Logo Questions Linux Laravel Mysql Ubuntu Git Menu
 

I'm developing an application similar to fb chat. Which framework - Play or Django? [closed]

I am extremely comfortable with Python. I'm "ok" with Java with good experience in Android(But we all know that most of the stuff in Android is so well covered in many blogs that the learning curve is not really that steep.) Thus, coming back to the web-app. This is what I'm expecting:-

  1. A lot of requests. (Scalability.)
  2. Concurrency.
  3. Responsive.
  4. Good error reporting.
  5. Less steeper learning curve.
  6. Stacks well with PostgresDb and Redis.
  7. Provides some way to build cleaner apis(Something django-piston.)
  8. Last but not the least, I've a time period of 2 months to finish it.(Not the proto-type but the final version.)

Edit:

Node.js seems exceptionally good to build a fast prototype but it is too buggy to scale up.

PHP is a language that I never found myself comfortable to code in. Neither was I comfortable in JAVA till I picked up Android coding. Thus, a preference to Scala. Also, I learned that fb chat was built on Erlang. And I believe that of many things wrong in fb, one of the few things that is right is their stack and preferences of particular languages/frameworks to get done with their features.

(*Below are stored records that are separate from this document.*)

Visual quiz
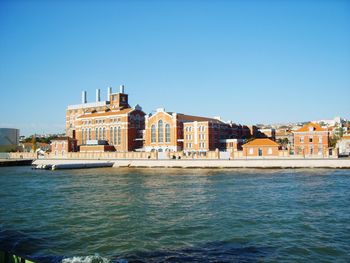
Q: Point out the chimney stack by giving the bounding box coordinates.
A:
[81,90,87,104]
[107,87,112,100]
[119,85,124,93]
[96,89,101,102]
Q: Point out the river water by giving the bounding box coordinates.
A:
[0,167,350,262]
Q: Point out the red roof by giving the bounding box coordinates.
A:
[79,108,134,119]
[295,122,327,132]
[242,138,280,147]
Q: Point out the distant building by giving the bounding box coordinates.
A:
[258,128,276,140]
[143,108,243,153]
[0,128,19,152]
[293,122,329,156]
[242,138,280,157]
[337,134,350,156]
[19,142,51,152]
[312,117,345,127]
[183,118,231,153]
[50,137,78,156]
[275,128,294,146]
[66,86,145,152]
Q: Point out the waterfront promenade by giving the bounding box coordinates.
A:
[33,158,350,169]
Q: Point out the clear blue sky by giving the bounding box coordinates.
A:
[0,0,350,135]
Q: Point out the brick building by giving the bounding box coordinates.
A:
[66,86,145,152]
[50,137,77,156]
[242,138,280,157]
[293,122,329,156]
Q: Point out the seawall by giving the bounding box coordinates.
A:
[33,158,350,169]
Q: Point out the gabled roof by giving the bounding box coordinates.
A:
[51,136,76,142]
[242,138,280,147]
[78,108,135,119]
[177,113,222,123]
[295,122,327,132]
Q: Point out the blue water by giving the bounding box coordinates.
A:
[0,167,350,262]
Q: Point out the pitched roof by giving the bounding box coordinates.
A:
[177,113,222,123]
[295,122,327,132]
[51,136,76,142]
[79,108,134,119]
[242,138,280,147]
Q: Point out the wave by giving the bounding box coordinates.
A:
[62,255,112,263]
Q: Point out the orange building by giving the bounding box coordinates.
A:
[242,138,280,157]
[50,137,77,156]
[66,86,145,152]
[293,122,329,156]
[144,108,234,152]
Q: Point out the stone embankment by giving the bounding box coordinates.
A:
[33,158,350,169]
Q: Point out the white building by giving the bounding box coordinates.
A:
[0,128,19,152]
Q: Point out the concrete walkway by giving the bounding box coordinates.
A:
[33,158,350,169]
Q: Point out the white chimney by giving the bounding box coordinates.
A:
[107,87,112,100]
[81,90,87,104]
[96,89,101,102]
[119,85,124,93]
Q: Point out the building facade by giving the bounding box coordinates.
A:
[242,138,280,157]
[66,86,145,152]
[337,134,350,156]
[0,128,19,152]
[293,122,329,156]
[183,119,231,153]
[50,136,78,156]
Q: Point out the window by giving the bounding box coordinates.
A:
[151,124,156,142]
[117,126,122,145]
[158,120,164,142]
[165,124,170,142]
[318,145,323,155]
[113,127,117,144]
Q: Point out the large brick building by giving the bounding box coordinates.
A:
[293,122,329,156]
[66,86,145,152]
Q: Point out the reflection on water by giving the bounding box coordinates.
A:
[0,167,350,262]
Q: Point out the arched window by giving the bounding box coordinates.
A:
[113,127,117,144]
[151,124,156,142]
[158,120,164,142]
[118,126,122,145]
[165,124,170,142]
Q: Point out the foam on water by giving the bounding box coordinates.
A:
[62,255,111,263]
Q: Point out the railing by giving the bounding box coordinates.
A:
[0,153,10,159]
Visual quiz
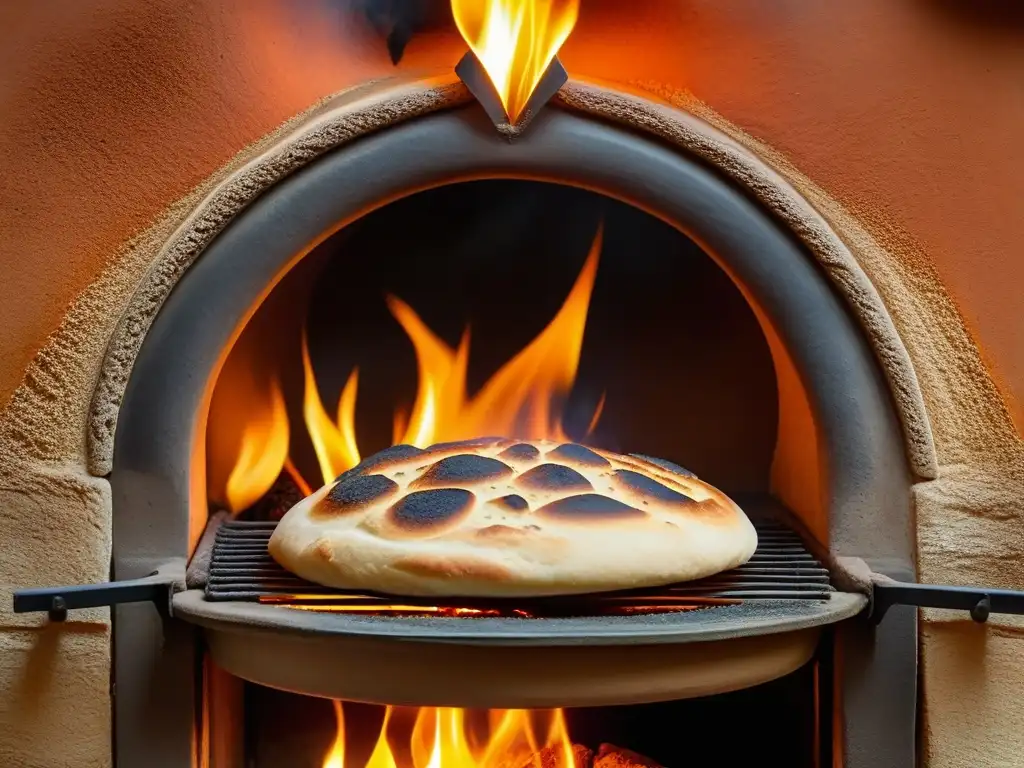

I'm a noob in Scala but I don't find the programming language that difficult. I have gone through quite a few blog posts on Play vs Lift, Web dev in Scala, advantages and disadvantages of Scala and many such things. The only reasoning I am shifting to Scala is I am terribly pissed with the concurrency of Python and how non-scalable it is.(I am a huge fan of twisted and use it for a zillion other things but I just don't think Django/Rails are cut out to deal with concurrent, stable, responsive web app.)

My question here is, am I wrong? Is it worth it to jump to Scala, taking everything into consideration? I really hope to get some good answers because I don't want to spend long frustrating hours getting a skeletal version of my web-app done and then realize that it is not scalable. Also, what would be a preferred stack? What does the industry use? (I know a lot of questions but it is a scary thing to jump from Django/Rails to anything else.)

Any help would be appreciated.

like image 453
Hick Avatar asked Jul 06 '12 06:07

Hick


1 Answers

I only started learning play in the last few days and I love it. Has all the benefits of Java (For me this is machine learning related) with all the loveliness of a simple to use MVC framework.

Play has great support for web sockets and has a lovely sample chat application that you can play around with to see if it fits your bill.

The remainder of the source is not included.